After fitting 16 billion separate fragments together, scientists have finally managed to sequence the genome of the loblolly pine tree, the largest ever genome sequenced so far.
To obtain the DNA, the scientists first had to remove the embryo from the seed, says Indiana University's Keithanne Mockaitis, an author on the paper. What remains is then a haploid, whose cells have just one set of chromosomes.
Using next-generation sequencing technology, researchers obtained billions of shorter sequence of bases. The challenge now was to sift through the data, identify the overlapping sequences, and assemble them together – a computational puzzle called "genome assembly."
In the case of loblolly pine, the huge size of the genome made this process difficult.
The "challenge isn't just collecting all the sequence data. The problem is assembling that sequence into order," said David Neale, a professor of plant sciences at the University of California, Davis, who led the loblolly pine genome project.
"You have this big pile of tiny pieces and now you have to reassemble the book," said Steven Salzberg, professor of medicine and biostatistics at Johns Hopkins University, one of the directors of the loblolly genome assembly team, who was also an author on the papers.

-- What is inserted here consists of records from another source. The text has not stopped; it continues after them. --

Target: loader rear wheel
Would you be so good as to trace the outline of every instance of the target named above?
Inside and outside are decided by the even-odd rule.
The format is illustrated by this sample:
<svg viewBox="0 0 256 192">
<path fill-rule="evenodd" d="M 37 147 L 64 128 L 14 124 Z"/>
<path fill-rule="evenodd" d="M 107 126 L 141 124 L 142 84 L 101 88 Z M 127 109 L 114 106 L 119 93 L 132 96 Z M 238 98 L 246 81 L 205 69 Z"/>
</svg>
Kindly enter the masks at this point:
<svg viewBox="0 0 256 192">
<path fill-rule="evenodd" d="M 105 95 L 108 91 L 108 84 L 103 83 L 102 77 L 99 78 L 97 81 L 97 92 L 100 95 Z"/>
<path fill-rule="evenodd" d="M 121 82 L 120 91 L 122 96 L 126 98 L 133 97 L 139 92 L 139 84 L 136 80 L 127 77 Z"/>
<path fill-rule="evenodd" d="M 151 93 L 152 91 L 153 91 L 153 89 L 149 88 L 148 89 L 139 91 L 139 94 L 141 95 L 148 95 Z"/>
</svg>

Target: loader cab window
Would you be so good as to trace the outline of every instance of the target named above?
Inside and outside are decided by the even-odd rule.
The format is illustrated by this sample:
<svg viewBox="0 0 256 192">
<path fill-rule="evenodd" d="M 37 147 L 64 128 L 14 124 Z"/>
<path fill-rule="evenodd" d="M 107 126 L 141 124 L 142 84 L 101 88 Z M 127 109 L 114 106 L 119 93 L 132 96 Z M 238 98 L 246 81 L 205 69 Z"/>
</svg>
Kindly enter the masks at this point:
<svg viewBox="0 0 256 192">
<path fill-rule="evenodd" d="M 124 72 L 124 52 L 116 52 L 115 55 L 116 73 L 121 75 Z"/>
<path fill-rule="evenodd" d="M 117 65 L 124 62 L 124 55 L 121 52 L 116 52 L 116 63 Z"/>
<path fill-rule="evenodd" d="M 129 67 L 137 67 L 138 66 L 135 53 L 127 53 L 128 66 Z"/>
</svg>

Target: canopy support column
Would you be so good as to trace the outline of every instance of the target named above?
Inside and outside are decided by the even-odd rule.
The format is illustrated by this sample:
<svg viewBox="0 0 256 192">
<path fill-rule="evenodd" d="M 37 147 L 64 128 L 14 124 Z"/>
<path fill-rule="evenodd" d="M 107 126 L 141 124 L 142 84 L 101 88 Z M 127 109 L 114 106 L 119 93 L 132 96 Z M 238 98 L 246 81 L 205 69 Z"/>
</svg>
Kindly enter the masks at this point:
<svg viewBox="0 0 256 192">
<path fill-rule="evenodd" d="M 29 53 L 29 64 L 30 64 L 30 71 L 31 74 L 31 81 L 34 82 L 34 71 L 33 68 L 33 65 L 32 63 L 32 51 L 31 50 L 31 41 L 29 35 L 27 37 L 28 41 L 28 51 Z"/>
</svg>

As a solution, researchers developed a kind of software that eliminates repetitive base pairs from the original data, so that it can all fit within the memory of a supercomputer.
Getting rid of the redundancies is important because it leaves the computer with 100 times less sequence data to deal with, say researchers.
The loblolly will serve as a good "reference" genome because "the size of the pieces of consecutive sequence that we assembled are orders of magnitude larger than what's been previously published," said Dr. Neale.
The tree is a source of most American paper products. It is also an important feedstock for biofuel.
"In addition to its value as a resource for researchers and breeders, the loblolly pine genome sequence and assembly reported here demonstrates a novel approach to sequencing the large and complex genomes of this important group of plants that can now be widely applied, " say researchers.